Existe-t-il une alternative (de gauche ou autre) au «chayo-ortéguisme» (comme l’appelle Mónica Baltodano, ancienne combattante du FSLN et ex-députée du Movimiento por el Rescate del Sandinismo, MpRS)?

Il y a plusieurs alternatives au gouvernement de Daniel Ortega, mais pour l’instant elles sont toutes de droite. L’Eglise catholique, jusqu’ici étroitement alliée à Ortega, peut jouer un rôle important dans un nouvel accord. Les Nicaraguayen·ne·s étant un peuple très pieux, l’Eglise utilise ce levier pour être au centre de cet accord, après la confrontation entre l’Etat et le peuple, en se réconciliant avec Ortega ou avec un nouveau gouvernement. La bourgeoisie, organisée au sein du Conseil supérieur de l’entreprise privée (COSEP) peut aussi jouer un rôle, même si jusqu’ici elle était très satisfaite du gouvernement d’Ortega. Mais si celui-ci saute, le COSEP va vouloir choisir son successeur.
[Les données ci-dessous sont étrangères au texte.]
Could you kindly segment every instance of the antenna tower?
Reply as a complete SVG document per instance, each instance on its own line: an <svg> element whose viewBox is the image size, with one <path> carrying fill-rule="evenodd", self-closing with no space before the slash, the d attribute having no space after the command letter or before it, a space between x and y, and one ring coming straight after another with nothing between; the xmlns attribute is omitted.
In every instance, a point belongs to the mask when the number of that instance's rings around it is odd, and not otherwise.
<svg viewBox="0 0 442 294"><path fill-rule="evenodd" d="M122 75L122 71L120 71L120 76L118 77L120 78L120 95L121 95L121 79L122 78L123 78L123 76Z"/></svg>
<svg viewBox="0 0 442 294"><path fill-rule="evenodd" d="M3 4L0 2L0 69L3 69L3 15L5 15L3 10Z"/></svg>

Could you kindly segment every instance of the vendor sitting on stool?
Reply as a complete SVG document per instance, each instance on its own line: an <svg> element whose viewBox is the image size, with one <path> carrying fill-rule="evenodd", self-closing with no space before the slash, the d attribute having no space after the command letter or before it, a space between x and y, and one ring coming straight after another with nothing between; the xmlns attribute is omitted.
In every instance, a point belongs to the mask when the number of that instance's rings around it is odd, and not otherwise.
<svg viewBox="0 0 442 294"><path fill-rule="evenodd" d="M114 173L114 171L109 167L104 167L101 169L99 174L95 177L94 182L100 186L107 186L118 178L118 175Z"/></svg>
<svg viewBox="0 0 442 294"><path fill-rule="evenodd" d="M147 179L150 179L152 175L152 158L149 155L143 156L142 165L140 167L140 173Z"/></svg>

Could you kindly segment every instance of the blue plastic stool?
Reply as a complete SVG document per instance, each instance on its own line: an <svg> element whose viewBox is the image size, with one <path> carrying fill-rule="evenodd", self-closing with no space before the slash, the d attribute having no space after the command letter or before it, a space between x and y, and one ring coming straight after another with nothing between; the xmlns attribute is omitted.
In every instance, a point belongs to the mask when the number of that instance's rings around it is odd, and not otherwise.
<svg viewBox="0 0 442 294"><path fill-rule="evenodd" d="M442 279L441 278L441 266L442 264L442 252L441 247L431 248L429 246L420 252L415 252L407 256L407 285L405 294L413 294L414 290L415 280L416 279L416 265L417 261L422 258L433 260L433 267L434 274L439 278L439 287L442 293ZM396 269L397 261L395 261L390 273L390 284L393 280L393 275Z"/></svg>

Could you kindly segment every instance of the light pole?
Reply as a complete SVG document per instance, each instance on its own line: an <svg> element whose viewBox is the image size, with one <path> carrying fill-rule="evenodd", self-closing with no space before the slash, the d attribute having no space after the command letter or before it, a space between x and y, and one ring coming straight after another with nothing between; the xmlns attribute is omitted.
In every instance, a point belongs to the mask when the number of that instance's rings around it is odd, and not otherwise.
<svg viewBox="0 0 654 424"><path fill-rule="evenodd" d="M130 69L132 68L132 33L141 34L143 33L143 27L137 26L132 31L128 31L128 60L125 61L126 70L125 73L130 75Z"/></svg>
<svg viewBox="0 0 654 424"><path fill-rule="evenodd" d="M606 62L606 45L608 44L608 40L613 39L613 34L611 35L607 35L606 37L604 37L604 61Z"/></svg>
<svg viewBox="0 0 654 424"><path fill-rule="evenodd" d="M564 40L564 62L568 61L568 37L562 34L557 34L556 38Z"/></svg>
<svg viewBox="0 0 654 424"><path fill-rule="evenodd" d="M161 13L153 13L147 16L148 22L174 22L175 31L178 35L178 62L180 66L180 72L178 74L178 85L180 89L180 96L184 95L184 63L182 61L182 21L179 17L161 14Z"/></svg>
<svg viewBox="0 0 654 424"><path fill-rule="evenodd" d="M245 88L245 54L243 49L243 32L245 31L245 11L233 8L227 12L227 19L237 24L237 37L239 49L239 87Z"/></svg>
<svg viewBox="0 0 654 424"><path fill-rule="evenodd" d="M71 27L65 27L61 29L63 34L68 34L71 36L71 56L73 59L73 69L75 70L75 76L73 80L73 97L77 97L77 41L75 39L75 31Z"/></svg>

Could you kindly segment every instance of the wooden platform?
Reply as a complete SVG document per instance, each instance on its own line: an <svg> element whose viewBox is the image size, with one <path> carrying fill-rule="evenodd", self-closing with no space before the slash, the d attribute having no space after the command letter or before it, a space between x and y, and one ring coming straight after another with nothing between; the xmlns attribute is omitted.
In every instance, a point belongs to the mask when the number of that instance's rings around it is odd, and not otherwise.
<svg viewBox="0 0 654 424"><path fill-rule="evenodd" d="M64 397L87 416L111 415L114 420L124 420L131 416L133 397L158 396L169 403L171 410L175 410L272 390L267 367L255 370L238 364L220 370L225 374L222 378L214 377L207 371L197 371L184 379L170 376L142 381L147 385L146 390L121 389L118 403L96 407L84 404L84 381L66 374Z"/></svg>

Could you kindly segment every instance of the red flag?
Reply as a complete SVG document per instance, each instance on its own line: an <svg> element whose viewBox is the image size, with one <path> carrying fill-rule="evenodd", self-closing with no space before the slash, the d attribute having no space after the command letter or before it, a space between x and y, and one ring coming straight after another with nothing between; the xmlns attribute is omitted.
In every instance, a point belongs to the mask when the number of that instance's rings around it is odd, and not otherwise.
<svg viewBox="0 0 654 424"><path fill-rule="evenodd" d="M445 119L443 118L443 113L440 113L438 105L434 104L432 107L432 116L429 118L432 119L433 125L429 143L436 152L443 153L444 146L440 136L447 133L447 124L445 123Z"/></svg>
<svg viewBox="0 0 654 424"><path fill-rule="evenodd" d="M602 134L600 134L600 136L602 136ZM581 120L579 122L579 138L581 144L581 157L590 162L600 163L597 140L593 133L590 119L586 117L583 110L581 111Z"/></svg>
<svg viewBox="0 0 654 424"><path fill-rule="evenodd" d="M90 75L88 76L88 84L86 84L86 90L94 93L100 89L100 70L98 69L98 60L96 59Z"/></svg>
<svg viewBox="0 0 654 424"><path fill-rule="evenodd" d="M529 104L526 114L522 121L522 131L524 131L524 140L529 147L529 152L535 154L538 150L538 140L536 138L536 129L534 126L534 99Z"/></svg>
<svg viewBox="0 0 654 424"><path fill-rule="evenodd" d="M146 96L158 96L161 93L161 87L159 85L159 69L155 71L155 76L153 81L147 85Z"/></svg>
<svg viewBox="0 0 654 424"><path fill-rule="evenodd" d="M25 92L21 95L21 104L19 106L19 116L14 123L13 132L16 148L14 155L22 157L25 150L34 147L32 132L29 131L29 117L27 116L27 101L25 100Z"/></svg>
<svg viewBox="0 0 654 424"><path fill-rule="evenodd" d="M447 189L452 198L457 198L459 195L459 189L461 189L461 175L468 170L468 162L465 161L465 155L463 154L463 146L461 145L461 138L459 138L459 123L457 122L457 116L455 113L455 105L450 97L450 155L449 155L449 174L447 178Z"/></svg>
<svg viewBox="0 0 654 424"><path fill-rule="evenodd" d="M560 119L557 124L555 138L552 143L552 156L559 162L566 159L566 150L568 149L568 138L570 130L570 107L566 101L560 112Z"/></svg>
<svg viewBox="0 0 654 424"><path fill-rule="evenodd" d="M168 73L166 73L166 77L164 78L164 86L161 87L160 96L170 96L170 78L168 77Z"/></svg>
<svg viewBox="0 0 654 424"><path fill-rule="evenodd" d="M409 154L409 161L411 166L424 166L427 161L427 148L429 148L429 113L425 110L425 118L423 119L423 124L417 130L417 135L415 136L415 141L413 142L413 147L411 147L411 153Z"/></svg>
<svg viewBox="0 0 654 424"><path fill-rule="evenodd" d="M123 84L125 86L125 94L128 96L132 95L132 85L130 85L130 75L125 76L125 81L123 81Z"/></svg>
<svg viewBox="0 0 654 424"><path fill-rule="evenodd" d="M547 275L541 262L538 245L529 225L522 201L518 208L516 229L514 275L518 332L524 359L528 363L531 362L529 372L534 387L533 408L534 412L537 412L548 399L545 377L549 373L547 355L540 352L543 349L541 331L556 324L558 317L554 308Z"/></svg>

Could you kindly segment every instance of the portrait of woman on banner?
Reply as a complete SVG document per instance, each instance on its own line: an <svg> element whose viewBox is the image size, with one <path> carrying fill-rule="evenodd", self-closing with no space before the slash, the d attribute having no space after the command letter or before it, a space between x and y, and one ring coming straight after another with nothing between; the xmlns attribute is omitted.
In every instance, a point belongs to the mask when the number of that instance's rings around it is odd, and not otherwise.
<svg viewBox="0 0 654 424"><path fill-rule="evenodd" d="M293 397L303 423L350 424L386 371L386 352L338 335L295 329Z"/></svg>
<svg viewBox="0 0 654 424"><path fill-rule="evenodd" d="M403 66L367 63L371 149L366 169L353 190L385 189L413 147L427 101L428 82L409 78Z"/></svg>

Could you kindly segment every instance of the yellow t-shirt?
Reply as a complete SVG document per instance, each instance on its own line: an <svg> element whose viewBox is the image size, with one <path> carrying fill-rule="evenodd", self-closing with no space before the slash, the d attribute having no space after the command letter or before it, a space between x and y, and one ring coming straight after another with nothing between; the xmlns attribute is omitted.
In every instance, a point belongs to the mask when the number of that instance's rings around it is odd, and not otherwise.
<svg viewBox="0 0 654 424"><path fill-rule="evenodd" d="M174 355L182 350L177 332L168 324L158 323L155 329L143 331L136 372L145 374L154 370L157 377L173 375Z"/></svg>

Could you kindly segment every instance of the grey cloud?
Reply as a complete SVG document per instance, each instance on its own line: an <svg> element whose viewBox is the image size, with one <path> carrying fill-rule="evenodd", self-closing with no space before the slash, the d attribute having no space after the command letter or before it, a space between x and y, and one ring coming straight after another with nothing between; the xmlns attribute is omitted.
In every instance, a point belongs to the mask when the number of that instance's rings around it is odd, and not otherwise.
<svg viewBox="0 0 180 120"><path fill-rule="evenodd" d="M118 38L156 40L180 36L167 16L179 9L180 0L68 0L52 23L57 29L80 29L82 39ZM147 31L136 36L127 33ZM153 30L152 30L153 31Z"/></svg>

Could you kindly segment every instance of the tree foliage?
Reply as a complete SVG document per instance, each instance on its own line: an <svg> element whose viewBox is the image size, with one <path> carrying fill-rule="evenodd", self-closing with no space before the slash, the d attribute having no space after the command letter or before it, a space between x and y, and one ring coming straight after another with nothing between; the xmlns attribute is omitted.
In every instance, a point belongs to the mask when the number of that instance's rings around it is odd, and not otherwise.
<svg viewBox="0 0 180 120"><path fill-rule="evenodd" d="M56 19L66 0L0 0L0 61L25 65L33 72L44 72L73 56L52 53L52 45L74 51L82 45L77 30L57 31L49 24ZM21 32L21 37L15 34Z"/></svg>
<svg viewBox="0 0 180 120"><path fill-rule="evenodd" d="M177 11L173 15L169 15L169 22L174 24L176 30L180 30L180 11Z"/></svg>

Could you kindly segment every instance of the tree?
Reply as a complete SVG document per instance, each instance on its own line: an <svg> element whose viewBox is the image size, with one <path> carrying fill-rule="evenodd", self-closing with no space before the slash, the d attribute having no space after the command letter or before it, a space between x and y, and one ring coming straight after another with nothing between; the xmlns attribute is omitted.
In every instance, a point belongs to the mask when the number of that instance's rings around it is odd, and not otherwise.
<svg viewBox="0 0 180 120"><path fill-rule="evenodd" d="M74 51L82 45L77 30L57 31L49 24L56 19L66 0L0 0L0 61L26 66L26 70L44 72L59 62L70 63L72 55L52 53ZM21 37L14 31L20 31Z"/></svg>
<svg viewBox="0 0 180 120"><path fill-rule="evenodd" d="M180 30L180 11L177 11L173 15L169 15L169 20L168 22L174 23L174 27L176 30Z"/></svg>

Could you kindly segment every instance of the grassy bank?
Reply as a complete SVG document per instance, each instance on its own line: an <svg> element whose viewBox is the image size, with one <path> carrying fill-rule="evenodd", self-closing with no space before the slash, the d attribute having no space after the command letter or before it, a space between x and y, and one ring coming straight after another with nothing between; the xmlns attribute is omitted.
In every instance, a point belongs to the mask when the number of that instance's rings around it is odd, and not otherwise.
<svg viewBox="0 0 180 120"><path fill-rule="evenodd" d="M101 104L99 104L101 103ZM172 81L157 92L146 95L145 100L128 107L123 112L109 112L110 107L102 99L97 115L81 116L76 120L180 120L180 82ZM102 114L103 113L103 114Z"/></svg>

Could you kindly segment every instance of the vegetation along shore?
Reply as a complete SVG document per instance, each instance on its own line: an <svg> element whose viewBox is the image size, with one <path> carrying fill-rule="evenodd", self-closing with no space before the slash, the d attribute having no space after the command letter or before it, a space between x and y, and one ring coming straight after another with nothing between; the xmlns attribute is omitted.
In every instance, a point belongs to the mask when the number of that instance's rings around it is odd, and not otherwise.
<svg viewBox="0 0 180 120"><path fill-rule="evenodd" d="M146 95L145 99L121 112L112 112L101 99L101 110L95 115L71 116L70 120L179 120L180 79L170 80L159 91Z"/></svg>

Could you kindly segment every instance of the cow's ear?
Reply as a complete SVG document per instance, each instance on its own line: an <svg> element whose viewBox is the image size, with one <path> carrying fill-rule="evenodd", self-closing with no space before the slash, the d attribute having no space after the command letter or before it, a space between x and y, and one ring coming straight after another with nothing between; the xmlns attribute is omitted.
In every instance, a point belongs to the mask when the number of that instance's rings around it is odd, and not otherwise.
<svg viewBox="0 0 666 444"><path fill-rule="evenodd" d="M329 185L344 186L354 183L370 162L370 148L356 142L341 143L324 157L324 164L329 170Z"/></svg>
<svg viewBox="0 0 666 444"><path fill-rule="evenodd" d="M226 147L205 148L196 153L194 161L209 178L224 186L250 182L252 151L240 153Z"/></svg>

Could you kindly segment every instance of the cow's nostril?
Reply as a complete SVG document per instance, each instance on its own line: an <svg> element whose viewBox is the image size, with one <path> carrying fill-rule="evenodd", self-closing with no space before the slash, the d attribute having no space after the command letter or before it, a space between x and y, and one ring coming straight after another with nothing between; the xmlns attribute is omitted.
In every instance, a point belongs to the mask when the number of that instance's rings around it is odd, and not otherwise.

La classe ouvrière, les paysans et la petite bourgeoisie appauvrie n’ont pas d’organisations ou de partis qui les représentent. Durant des années, les sandinistes du FSLN ont dominé la gauche, ils l’ont ensuite discréditée en suscitant une profonde démoralisation et le cynisme. Les scissions du FSLN, comme le MpRS, ne représentent que quelques dirigeant·e·s, avec peu de membres, quasiment sans base sociale. Le FSLN a lutté pour contrôler et si nécessaire réprimer tout mouvement social (les travailleurs·euses et leurs syndicats, les paysan·ne·s ou les féministes).

C’est impressionnant de voir qu’en pleine répression les étudiant·e·s ont créé le nouveau Mouvement du 19 avril pour représenter les insurgé·e·s pacifiques et leurs demandes. Cette vague d’en bas va créer de nouveaux mouvements, de nouvelles organisations, susciter de nouveaux dirigeants que nous ne connaissons pas pour le moment. Mais l’histoire du monde et du Nicaragua montre que dans les pires moments et dans les conditions les plus difficiles le peuple travailleur est capable de créer de nouvelles alternatives. Il y aura une alternative. Mais elle n’a encore pas de nom.

Propos recueillis et traduits de l’espagnol: Hans-Peter Renk

Dan La Botz vient de publier What Went Wrong? The Nicaraguan Revolution: a Marxist analysis. Chicago, Haymarket Books.